Friday, April 13, 2012

Reducing Improper Payments through the "Do Not Pay List"

Regular readers of this blog should be familiar with this Government initiative as we've written about it a few times since it was first introduced in November 2009. See for example:

The basic idea behind this initiative is to ensure that "... the right recipient is receiving the right payment for the right reason at the right time". After a year or so into this program, the Government realized that prevention was just as important, or more so, than detection. That's when they came up with the "Do Not Pay" list. The "Do Not Pay" list is a single point of entry through which agencies would access relevant data before determining eligibility for a payment under a contract, grant, or any other source of federal funding.

Evidently, Government agencies were either not making much headway in this endeavor or were not taking it serious because the OMB (Office of Management and Budget) issued an ultimatum on April 12th giving agencies until June 30th to submit their draft plans for using the "Do Not Pay" solution for pre-payment eligibility reviews.

What this means for government contractors

As envisioned, every time you submit a progress payment request, public voucher, or commercial invoice, the Government will check the "Do Not Pay" list to ensure there are no outstanding monies owed. This would presumably include the IRS. Got a tax dispute going on? The Government will just deduct the amount in dispute from your next invoice. Arguing with NASA about a certain cost? DoE will deduct the disputed amount the next time you bill under one of their contracts.

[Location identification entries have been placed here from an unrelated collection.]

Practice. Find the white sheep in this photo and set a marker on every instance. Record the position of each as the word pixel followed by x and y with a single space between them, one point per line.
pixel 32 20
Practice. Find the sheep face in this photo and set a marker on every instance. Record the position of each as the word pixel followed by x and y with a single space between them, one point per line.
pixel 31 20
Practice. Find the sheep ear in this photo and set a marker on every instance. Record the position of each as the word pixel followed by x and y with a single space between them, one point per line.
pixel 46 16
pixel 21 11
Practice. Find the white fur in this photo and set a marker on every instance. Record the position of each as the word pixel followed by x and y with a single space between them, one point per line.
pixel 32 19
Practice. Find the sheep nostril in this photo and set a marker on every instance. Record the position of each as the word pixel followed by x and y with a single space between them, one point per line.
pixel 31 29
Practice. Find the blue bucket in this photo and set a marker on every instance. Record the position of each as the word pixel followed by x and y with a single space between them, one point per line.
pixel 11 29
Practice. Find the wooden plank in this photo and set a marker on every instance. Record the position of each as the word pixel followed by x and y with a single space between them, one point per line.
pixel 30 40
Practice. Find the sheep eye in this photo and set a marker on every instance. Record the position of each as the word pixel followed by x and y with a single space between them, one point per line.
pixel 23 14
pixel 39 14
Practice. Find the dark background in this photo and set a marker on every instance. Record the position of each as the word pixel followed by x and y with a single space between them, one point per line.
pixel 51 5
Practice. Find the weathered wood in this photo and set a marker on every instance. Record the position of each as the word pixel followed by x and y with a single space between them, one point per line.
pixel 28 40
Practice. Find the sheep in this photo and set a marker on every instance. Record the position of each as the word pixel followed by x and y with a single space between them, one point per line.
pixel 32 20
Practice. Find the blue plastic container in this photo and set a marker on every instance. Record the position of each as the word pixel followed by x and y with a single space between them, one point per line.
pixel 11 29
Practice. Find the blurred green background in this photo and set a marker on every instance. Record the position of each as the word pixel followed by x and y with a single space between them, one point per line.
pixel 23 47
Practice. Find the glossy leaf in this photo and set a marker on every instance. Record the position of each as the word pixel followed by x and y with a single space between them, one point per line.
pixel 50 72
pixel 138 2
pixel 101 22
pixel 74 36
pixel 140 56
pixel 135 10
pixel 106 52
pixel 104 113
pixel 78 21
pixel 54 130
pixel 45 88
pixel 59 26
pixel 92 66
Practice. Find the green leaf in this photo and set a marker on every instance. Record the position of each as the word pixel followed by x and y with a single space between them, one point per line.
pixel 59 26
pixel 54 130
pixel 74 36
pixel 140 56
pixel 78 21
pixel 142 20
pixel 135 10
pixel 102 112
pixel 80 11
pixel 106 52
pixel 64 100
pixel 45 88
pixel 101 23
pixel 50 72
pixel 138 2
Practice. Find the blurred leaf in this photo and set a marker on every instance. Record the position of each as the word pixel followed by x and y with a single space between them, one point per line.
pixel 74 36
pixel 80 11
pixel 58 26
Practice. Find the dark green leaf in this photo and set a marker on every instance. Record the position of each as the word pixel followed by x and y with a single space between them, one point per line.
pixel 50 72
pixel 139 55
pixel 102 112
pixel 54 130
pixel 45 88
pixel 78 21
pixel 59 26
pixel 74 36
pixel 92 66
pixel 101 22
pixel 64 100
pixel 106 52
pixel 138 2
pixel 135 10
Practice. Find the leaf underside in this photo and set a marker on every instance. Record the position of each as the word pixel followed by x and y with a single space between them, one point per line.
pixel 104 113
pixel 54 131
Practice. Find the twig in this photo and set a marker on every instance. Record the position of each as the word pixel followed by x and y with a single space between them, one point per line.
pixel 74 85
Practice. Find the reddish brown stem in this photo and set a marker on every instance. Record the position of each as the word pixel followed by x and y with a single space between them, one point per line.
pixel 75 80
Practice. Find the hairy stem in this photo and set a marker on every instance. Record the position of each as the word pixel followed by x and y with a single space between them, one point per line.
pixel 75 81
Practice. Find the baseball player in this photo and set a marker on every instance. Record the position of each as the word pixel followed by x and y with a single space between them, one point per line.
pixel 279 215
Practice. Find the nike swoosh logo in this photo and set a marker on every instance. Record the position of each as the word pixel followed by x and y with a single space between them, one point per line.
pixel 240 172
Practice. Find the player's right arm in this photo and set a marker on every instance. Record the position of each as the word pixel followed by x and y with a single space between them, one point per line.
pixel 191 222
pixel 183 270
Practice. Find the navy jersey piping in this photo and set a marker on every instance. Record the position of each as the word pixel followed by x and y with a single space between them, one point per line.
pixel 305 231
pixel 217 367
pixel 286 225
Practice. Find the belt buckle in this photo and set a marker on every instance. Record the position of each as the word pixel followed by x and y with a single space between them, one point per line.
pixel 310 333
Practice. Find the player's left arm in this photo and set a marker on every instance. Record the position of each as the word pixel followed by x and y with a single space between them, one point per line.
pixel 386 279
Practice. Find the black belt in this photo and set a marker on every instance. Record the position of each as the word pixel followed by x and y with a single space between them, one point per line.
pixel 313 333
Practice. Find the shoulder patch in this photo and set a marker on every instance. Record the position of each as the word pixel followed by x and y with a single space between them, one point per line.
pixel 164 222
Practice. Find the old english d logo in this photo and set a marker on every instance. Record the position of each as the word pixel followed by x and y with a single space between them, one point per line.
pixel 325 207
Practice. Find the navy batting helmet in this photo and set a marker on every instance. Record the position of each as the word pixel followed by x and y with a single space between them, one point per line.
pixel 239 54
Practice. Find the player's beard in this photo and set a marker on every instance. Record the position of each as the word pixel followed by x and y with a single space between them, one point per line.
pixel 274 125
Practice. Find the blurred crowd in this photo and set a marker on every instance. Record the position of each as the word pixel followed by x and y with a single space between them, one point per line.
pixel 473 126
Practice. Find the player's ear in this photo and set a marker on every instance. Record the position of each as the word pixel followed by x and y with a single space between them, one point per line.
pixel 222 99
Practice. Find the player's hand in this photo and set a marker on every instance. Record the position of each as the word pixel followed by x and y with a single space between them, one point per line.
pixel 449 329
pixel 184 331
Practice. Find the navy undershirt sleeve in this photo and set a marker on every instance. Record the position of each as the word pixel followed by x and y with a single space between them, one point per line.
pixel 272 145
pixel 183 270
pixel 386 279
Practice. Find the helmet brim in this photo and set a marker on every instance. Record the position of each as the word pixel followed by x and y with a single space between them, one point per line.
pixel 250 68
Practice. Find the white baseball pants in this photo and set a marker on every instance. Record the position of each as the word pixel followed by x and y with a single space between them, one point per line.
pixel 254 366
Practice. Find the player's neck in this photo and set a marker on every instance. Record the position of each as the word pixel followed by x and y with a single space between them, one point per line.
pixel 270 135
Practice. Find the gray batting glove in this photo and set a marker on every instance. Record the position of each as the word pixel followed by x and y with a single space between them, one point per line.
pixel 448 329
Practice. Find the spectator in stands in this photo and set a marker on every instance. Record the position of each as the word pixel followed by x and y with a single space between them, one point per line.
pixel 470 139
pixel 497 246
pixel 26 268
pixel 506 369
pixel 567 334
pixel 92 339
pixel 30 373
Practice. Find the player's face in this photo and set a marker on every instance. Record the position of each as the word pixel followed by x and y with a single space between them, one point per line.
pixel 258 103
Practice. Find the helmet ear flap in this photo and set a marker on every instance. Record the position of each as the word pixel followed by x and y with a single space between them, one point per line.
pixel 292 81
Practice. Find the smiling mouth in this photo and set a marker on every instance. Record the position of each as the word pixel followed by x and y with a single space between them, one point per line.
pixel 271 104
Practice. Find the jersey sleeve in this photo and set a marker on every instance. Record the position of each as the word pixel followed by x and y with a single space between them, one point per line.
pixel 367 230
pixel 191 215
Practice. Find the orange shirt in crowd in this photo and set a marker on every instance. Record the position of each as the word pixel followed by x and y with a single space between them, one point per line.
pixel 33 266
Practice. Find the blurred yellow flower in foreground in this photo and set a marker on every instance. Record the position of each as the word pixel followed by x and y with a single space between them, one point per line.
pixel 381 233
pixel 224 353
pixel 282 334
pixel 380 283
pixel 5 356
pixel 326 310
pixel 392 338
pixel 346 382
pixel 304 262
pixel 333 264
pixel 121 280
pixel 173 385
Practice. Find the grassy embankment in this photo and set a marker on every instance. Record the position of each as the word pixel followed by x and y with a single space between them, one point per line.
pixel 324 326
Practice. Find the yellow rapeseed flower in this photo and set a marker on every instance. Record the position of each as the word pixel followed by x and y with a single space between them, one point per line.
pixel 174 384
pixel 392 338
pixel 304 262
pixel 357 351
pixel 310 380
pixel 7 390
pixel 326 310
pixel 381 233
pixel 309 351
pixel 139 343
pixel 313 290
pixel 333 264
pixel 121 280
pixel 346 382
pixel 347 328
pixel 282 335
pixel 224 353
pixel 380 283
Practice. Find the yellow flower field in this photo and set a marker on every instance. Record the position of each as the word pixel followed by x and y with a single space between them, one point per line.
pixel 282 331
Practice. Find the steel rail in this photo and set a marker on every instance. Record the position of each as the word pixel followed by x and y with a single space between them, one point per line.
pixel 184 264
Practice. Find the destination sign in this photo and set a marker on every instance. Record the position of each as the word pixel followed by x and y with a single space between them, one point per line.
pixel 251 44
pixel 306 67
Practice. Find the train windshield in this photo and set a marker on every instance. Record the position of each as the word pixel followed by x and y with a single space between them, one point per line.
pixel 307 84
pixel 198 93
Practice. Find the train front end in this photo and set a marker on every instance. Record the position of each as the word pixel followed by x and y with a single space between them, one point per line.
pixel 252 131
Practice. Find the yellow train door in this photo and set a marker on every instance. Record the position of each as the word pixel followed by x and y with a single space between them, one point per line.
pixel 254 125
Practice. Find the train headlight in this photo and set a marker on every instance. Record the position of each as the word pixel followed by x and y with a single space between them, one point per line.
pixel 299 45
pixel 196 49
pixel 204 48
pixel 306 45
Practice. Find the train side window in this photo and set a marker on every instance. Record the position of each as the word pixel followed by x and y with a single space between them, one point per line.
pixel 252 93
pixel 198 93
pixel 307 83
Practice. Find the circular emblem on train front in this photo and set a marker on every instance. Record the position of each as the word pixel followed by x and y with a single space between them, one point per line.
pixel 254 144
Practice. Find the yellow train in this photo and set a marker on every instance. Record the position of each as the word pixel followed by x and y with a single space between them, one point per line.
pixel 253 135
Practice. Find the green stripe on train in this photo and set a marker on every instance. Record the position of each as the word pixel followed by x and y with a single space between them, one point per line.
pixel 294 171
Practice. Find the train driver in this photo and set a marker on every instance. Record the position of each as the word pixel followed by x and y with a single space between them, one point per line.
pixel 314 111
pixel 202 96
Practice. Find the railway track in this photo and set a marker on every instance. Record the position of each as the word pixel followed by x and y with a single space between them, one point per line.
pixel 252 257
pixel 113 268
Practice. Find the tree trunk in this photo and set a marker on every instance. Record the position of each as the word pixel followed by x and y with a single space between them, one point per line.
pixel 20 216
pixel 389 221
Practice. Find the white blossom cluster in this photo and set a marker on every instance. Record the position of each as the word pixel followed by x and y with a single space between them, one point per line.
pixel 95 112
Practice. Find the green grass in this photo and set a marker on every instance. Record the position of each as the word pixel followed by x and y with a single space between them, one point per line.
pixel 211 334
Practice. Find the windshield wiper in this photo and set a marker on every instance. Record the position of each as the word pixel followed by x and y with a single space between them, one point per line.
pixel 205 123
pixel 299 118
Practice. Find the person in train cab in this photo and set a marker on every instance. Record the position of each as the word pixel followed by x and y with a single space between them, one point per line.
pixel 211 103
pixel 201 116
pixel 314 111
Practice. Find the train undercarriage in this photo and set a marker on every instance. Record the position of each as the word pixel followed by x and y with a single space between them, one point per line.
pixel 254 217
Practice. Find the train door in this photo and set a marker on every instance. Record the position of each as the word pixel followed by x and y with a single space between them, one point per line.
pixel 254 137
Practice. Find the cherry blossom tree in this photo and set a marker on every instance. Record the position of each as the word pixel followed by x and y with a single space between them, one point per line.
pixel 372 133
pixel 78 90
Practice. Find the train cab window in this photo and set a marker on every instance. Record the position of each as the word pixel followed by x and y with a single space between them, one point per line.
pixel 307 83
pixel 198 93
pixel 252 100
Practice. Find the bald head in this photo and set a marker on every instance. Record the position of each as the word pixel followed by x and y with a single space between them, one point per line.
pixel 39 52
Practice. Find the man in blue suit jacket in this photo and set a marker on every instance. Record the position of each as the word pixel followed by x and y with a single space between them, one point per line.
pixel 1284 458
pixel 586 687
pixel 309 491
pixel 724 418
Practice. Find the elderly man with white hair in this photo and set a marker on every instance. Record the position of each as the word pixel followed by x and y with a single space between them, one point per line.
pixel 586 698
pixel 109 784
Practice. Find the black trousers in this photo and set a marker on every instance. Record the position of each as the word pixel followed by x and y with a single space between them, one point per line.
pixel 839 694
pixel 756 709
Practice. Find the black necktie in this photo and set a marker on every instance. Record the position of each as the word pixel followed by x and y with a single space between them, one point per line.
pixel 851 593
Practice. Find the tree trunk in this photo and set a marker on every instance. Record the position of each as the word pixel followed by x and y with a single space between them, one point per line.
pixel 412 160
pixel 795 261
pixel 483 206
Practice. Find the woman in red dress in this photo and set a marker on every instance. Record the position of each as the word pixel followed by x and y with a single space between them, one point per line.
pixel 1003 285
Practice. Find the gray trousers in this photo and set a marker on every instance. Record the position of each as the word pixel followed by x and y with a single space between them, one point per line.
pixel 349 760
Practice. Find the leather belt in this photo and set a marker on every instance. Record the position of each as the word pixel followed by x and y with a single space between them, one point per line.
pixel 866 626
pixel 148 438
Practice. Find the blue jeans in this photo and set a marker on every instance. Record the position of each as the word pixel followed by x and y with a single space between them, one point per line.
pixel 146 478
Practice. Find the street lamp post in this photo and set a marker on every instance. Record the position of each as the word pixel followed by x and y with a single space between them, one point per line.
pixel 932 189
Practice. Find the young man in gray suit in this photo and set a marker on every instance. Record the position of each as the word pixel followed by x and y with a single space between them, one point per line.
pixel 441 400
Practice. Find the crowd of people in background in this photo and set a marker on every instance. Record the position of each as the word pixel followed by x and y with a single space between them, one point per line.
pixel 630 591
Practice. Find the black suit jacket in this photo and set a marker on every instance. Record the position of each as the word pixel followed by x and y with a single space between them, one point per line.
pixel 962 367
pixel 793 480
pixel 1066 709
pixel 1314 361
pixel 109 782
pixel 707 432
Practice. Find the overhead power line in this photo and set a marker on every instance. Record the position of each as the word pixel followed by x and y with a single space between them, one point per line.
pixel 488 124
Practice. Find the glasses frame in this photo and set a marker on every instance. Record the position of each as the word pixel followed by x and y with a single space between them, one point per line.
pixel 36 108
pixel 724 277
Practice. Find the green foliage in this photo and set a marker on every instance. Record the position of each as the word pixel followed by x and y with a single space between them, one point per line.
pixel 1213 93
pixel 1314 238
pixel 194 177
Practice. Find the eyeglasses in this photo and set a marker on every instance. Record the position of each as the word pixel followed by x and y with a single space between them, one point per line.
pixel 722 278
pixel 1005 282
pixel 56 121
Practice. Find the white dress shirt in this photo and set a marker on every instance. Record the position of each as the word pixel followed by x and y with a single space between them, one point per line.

There are still a lot of questions regarding this system. How are mistakes resolved? What happens when the amount in dispute has been covered by deductions from other billings? Is the contractor then removed from the list. What about inter divisional relationships? Will debts of one division be offset by billings from another? What about personal liabilities? Will the databases be sophisticated enough to associate companies with their owners and go after companies for the personal debts of the owners? Can anyone remove a contractor from the list or only the Agency that put them on the list. How responsive are agencies going to be when errors need to be corrected? Your cash-flow is critical to the ongoing financial capability of your company. Disrupt that and you will need to find other means of financing. Those other means will cost you money in interest or imputed interest.